Reader NachoGrande claimed some of the negativity isn't solely due to it being a Google concept, suggesting: "...for all of the people saying I'll want one if Apple makes it. The answer is still no. I have zero desire to have information on my wrist. It's already obnoxious enough having a conversation with someone when their head is buried in their phone. Now they'll be staring down at their wrist. No thanks."

Staring at the wrist instead of a phone held in the hand is only a case of rotating the wrist at 90 degrees, so we can't see how it's much worse. Not unless people end up looking at the wrist of one hand for notifications that tell them to check out the phone they're holding in the other hand, then it might get a bit distracting.

Kerb appeal

Things were vastly more positive over on BGR, where the Moto 360 demo blew their little socks off. Apple had better watch out, was again the message, with reader KingaSpades suggesting Google and Motorola may have a smash on their hands despite the naysayers, gushing: "I agree that Apple better come with something beautiful and just as capable. This is awesome. And Google Now is beautiful on the videos. I'm a tech junkie first and foremost! If someone makes something that I like more than Apple's device then I buy it."

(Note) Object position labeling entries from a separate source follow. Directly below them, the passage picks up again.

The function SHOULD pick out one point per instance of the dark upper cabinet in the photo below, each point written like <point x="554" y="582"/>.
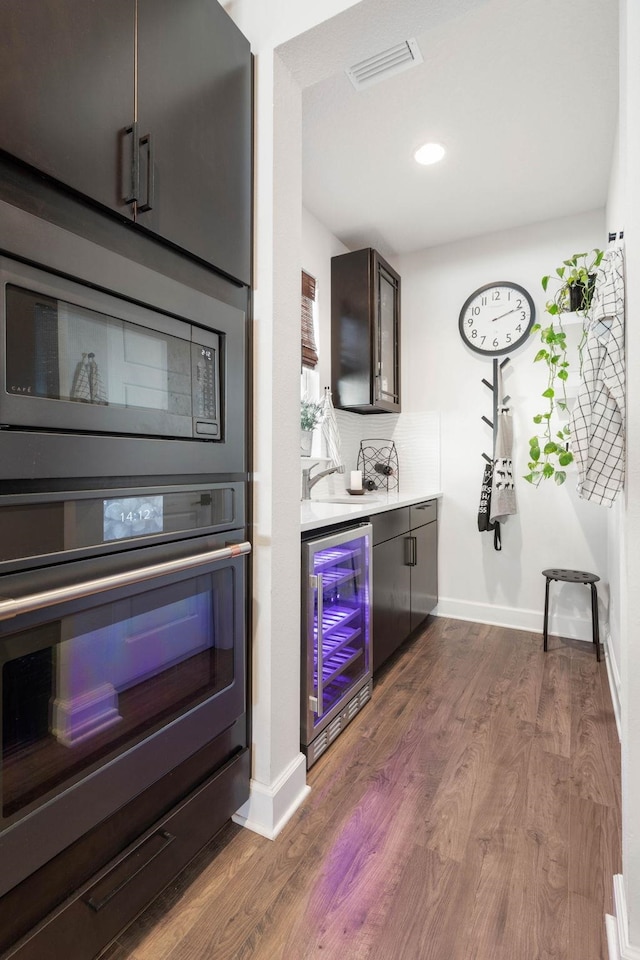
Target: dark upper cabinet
<point x="161" y="134"/>
<point x="67" y="90"/>
<point x="194" y="106"/>
<point x="365" y="333"/>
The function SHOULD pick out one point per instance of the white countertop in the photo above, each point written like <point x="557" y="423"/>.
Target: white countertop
<point x="315" y="514"/>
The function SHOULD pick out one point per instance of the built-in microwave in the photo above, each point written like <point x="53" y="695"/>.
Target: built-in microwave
<point x="92" y="379"/>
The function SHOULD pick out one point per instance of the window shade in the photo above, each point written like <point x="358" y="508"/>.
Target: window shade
<point x="309" y="349"/>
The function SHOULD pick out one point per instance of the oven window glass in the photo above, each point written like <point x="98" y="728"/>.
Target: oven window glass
<point x="62" y="351"/>
<point x="88" y="686"/>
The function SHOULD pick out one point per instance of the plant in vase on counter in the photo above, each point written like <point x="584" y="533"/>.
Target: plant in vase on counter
<point x="310" y="417"/>
<point x="549" y="452"/>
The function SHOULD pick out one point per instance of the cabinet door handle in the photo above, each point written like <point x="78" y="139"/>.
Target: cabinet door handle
<point x="147" y="142"/>
<point x="409" y="551"/>
<point x="131" y="189"/>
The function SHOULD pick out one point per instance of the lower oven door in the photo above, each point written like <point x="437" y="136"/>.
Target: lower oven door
<point x="113" y="671"/>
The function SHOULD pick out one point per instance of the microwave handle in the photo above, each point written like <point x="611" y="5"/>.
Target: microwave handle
<point x="10" y="608"/>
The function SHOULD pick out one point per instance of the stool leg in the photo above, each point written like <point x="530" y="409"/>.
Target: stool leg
<point x="594" y="619"/>
<point x="546" y="614"/>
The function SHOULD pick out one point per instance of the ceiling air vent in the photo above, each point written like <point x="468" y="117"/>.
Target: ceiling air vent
<point x="402" y="56"/>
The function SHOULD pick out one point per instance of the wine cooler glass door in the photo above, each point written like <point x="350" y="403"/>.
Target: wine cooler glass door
<point x="338" y="629"/>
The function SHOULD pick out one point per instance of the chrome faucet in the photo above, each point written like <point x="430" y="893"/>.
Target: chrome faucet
<point x="309" y="482"/>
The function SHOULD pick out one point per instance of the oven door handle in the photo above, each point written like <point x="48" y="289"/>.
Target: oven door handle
<point x="10" y="608"/>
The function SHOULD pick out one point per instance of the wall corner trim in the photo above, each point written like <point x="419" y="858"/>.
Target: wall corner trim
<point x="615" y="685"/>
<point x="271" y="806"/>
<point x="618" y="926"/>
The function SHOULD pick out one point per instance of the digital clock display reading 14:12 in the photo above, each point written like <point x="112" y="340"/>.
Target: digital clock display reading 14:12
<point x="497" y="318"/>
<point x="132" y="517"/>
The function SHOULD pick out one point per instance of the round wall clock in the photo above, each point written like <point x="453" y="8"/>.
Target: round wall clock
<point x="497" y="318"/>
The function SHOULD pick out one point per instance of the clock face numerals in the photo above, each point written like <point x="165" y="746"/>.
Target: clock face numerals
<point x="497" y="318"/>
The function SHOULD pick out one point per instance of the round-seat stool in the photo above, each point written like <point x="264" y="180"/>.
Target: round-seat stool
<point x="573" y="576"/>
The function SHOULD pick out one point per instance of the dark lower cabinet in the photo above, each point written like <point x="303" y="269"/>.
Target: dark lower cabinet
<point x="143" y="106"/>
<point x="405" y="574"/>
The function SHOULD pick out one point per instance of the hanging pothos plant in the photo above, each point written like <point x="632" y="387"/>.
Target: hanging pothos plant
<point x="549" y="452"/>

Reader TripleD was also amazingly on-message with the Google/Motorola deal a little further down the page, saying it appears to shame Samsung's heralded smartwatch ambitions, posting: "I have defended the Galaxy Gear from day one, still enjoy and like it. But when this is released and if it is as good as the demos, the Gear is getting kicked to the curb!"

Don't really kick it to the kerb, mate. Sell it or trade it in. And if you must dump it on the kerb, place it down gently instead of kicking it and scuffing it up. Someone might get some use out of it.

Wear, is it?

Beneath Google's own YouTube announcement of Android Wear there was a more mixed collection of wildly positive "take my money" and rival negative "meh" or "LOL NSA" responses.

Viewer Vlad Deprish is out by the look of it, saying: "No thanks... way too much device-slavery to me. So sorry for the new generations, forced for greedy companies to a totally unnatural way to live. " There's nothing natural about living with cars or houses or mechanically separated meat, Vlad, where exactly do you want to draw the line?

Over on Phandroid, where you'd expect readers to be quite excited about a new Google and Android product, site writer and thoroughly engaged comment leaver Chris Chavez explained why the pro crowd are so very excited about the Wear range, describing it as: "...essentially Google Glass without the camera and the whole 'looking stupid' part."

Although ScoterMan1 isn't likely to be bothering Google and Motorola's direct sales departments, saying of the device's claim to only bother you when something important is on your personal event horizon: "Let me check my schedule for the next 10 years... nope, nothing."